You can join CPPM to an Active Directory domain to authenticate users and computers that are members of an Active
Users can then authenticate into the network using 802.1X and EAP methods, such as PEAP-MSCHAPv2, with their
own their own AD credentials.
Joining CPPM to an Active Directory domain creates a computer account for the CPPM node in the AD database.
If you need to authenticate users belonging to multiple AD forests or domains in your network, and there is no trust
relationship between these entities, then you must join CPPM to each of these untrusting forests or domains.
There is no need to join CPPM to multiple domains belong to the same AD forest because a one-way trust relationship
exists between these domains. In this case, you join CPPM to the root domain.
Environment : This Knowledge base is written for CPPM 6.x version.
Configuration Steps : Browse to Administration » Server Manager » Server Configuration and click on the server which we need to add to Domain.
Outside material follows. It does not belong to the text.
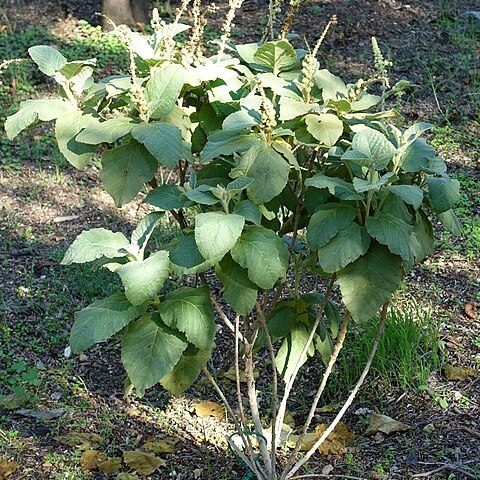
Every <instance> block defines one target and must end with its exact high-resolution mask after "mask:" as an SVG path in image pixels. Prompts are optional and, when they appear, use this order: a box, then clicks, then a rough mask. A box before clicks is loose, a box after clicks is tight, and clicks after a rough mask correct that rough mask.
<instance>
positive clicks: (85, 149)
mask: <svg viewBox="0 0 480 480" xmlns="http://www.w3.org/2000/svg"><path fill="white" fill-rule="evenodd" d="M92 119H93V117H92V116H91V115H83V113H82V112H81V111H80V110H77V109H68V110H65V112H64V113H63V114H62V115H61V116H59V117H58V118H57V121H56V123H55V138H56V139H57V143H58V149H59V150H60V152H61V153H62V155H63V156H64V157H65V158H66V159H67V160H68V162H69V163H71V164H72V165H73V166H74V167H75V168H83V167H85V165H86V164H87V163H88V161H89V160H91V159H92V158H93V154H94V153H95V150H96V148H97V147H96V145H86V144H85V143H79V142H77V140H76V139H75V137H76V136H77V135H78V133H79V132H80V131H81V130H82V129H83V128H85V127H86V126H87V125H88V124H89V123H90V122H91V121H92Z"/></svg>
Click on "Join Domain" and enter the details below.
Domain Controller : Fully qualified name of the Active Directory domain controller
Domain Controller name conflict :In some deployments (especially if there are multiple domain controllers, or if the domain
name has been wrongly entered in the last step), the domain controller FQDN returned by
the DNS query can be different from what was entered.
In this case, you may:
i: Continue to use the domain controller name that you entered
ii:Use the domain controller name returned by the DNS query
iii:Abort the Join Domain operation.
Use default domain admin user: Check this box to use the Administrator user name to join the domain
User Name: User ID of the domain administrator account
Password: Password of the domain administrator account
Hit "Save" and the CPPM will be joined to the Domain.
Troubleshooting : A common issue noticed while adding CPPM to domain.
Below is the complete error message.
Adding host to AD domain...
INFO - Fetched REALM 'CLEARPASS.ARUBA.COM' from domain FQDN 'ad.clearpass.aruba.
INFO - Fetched the NETBIOS name 'CLEARPASS'
INFO - Creating domain directories for 'CLEARPASS'
INFO - Using Administrator as the AD's username
Enter Administrator's password:
[2013/08/23 03:10:15, 0] libads/sasl.c:819(ads_sasl_spnego_bind)
kinit succeeded but ads_sasl_spnego_krb5_bind failed: Unspecified GSS failure.
Minor code may provide more information : Clock skew too great
Failed to join domain: failed to connect to AD: Unspecified GSS failure. Minor
code may provide more information : Clock skew too great
INFO - Restoring smb configuration
INFO - Restoring krb5 configuration file
INFO - Deleting domain directories for 'CLEARPASS'
ERROR - Aruba_CPPM_6.2 failed to join the domain CLEARPASS.ARUBA.COM with domain
controller as ad.clearpass.aruba.com
Join domain failed
This will be fixed if the time on Active Directory is same as the time on CPPM.
On CPPM we can change the time by browsing to "Administration » Server Manager » Server Configuration" and clicking on "Set Date & Time"
We can either manually update the time or synchronize it with a NTP server.
NOTE: Changing the date/time will cause the services to restart.